When clusters are running with `replica-server-stale-data no`, replicas
will return a MASTERDOWN error under two conditions:
  1. The primary has failed and we are not serving requests.
  2. A replica has just started and has not yet synced from the primary.

The former, primary has failed and we are not serving requests, is
similar to a CLUSTERDOWN error and should be similarly retriable.

When a replica has just started and has not yet synced from the primary
the request should be retried on other available nodes in the shard.
Otherwise a percentage of the read requests to the shard will fail.
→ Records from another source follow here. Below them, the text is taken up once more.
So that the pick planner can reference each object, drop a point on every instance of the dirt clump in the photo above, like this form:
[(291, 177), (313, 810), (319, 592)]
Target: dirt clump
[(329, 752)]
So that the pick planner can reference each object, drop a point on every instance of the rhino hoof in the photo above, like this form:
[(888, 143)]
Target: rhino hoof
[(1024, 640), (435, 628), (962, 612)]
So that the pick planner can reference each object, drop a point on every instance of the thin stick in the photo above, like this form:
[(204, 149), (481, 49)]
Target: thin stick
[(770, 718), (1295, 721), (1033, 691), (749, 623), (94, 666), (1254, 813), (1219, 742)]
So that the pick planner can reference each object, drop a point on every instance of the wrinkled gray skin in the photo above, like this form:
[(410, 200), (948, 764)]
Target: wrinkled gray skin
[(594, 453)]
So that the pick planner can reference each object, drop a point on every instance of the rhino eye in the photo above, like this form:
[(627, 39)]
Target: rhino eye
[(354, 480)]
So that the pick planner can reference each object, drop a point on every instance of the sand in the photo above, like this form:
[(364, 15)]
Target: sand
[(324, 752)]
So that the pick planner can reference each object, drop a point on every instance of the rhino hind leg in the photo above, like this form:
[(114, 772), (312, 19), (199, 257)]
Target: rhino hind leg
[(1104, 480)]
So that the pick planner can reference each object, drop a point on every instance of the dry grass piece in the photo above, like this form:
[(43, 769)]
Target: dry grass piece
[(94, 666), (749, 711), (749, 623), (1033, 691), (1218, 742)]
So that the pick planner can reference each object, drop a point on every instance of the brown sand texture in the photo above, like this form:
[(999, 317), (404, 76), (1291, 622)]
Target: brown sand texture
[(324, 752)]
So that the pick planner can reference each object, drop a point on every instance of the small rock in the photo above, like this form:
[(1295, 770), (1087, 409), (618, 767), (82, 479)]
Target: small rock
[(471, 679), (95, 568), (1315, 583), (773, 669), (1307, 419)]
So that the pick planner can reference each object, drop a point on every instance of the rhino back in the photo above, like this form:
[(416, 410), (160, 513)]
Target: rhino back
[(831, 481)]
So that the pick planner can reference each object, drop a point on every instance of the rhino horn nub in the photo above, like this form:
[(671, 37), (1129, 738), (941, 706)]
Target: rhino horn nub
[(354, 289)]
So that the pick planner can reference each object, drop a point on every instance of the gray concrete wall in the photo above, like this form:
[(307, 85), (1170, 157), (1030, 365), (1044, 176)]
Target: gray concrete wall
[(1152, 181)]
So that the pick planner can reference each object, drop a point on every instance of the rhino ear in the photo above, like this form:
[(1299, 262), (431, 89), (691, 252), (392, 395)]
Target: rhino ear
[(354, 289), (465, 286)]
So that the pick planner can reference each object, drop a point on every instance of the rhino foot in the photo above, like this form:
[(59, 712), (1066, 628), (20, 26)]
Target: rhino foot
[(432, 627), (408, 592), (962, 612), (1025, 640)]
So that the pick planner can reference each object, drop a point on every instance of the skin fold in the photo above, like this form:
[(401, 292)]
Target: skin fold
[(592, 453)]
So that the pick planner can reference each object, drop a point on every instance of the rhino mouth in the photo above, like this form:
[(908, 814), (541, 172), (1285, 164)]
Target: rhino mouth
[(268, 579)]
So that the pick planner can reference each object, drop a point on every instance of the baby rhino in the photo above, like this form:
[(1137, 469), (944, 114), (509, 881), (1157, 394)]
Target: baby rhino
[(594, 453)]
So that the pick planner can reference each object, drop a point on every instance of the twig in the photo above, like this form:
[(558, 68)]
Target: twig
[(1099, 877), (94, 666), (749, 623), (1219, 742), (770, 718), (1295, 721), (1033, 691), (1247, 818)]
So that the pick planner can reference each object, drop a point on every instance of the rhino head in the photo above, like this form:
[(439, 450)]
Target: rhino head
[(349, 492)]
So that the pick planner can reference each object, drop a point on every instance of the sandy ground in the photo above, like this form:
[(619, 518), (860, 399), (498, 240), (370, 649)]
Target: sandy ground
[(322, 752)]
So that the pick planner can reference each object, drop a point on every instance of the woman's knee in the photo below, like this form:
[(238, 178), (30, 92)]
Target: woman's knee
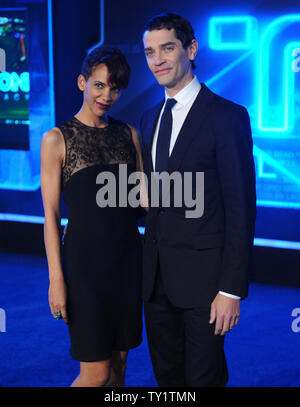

Examples when `replica-server-stale-data no` is enabled:
  1. In a cluster using `ReadOnly` with a single read replica, every
     read request will return errors to the client because MASTERDOWN is
     not a retriable error.
  2. In a cluster using `RouteRandomly` a percentage of the requests
     will return errors to the client based on if this server was
     selected.

Co-authored-by: Nedyalko Dyakov <nedyalko.dyakov@gmail.com>
---
 error.go | 3 +++
 1 file changed, 3 insertions(+)

diff --git a/error.go b/error.go
index ec2224c0..6f47f7cf 100644
--- a/error.go
+++ b/error.go
@@ -75,6 +75,9 @@ func shouldRetry(err error, retryTimeout bool) bool {
 	if strings.HasPrefix(s, "READONLY ") {
 		return true
 	}
+	if strings.HasPrefix(s, "MASTERDOWN ") {
+		return true
+	}
 	if strings.HasPrefix(s, "CLUSTERDOWN ") {
 		return true
 	}